D-PUFAs reduce brain lipid peroxidation and hippocampal amyloid beta-peptide levels
Abstract
Alzheimer’s disease (AD) involves progressive deposition of amyloid β-peptide (Aβ), synapse loss and neuronal death, which occur in brain regions critical for learning and memory. Considerable evidence suggests that lipid peroxidation contributes to synaptic dysfunction and neuronal degeneration, both upstream and downstream of Aβ pathology. Recent findings suggest that lipid peroxidation can be inhibited by replacement of polyunsaturated fatty acids (PUFA) with isotope-reinforced (deuterated) PUFA (D-PUFA), and that D-PUFA can protect neurons in experimental models of Parkinson’s disease. Here we determined whether dietary D-PUFA would ameliorate Aβ pathology and/or cognitive deficits in a mouse model of AD (APP/PS1 double mutant transgenic mice).

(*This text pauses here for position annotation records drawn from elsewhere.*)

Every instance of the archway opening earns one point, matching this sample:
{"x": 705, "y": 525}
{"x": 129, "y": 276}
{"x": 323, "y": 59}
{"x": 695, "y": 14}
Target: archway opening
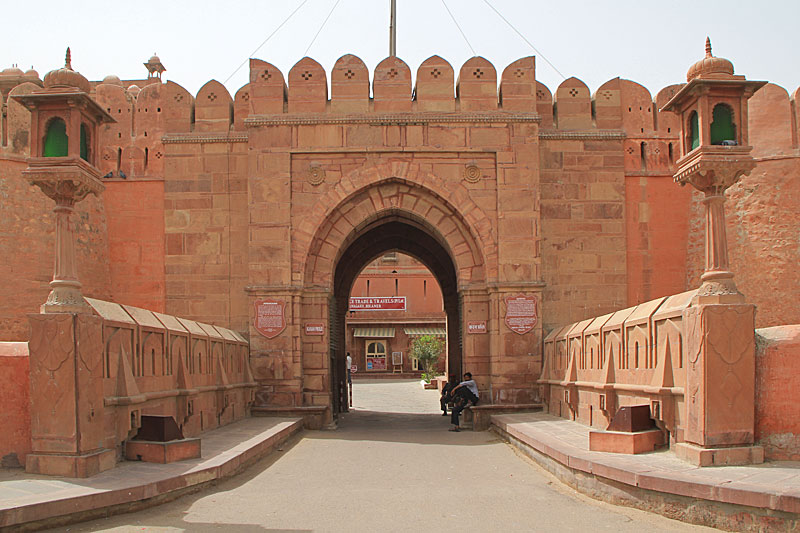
{"x": 391, "y": 234}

The D-PUFA diet did not ameliorate spatial learning and memory deficits in the AD mice. Compared to mice fed an H-PUFA control diet, those fed D-PUFA for 5 months exhibited high levels of incorporation of deuterium into arachidonic acid and docosahexanoic acid, and reduced concentrations of lipid peroxidation products (F2 isoprostanes and neuroprostanes), in brain tissues. Concentrations of Aβ40 and Aβ38 in the hippocampus were significantly lower, with a trend to reduced concentrations of Aβ42, in mice fed D-PUFA compared to those fed H-PUFA. We conclude that a D-PUFA diet reduces the brain tissue concentrations of both ARA and DHA oxidation products, as well as the concentration of Aβs.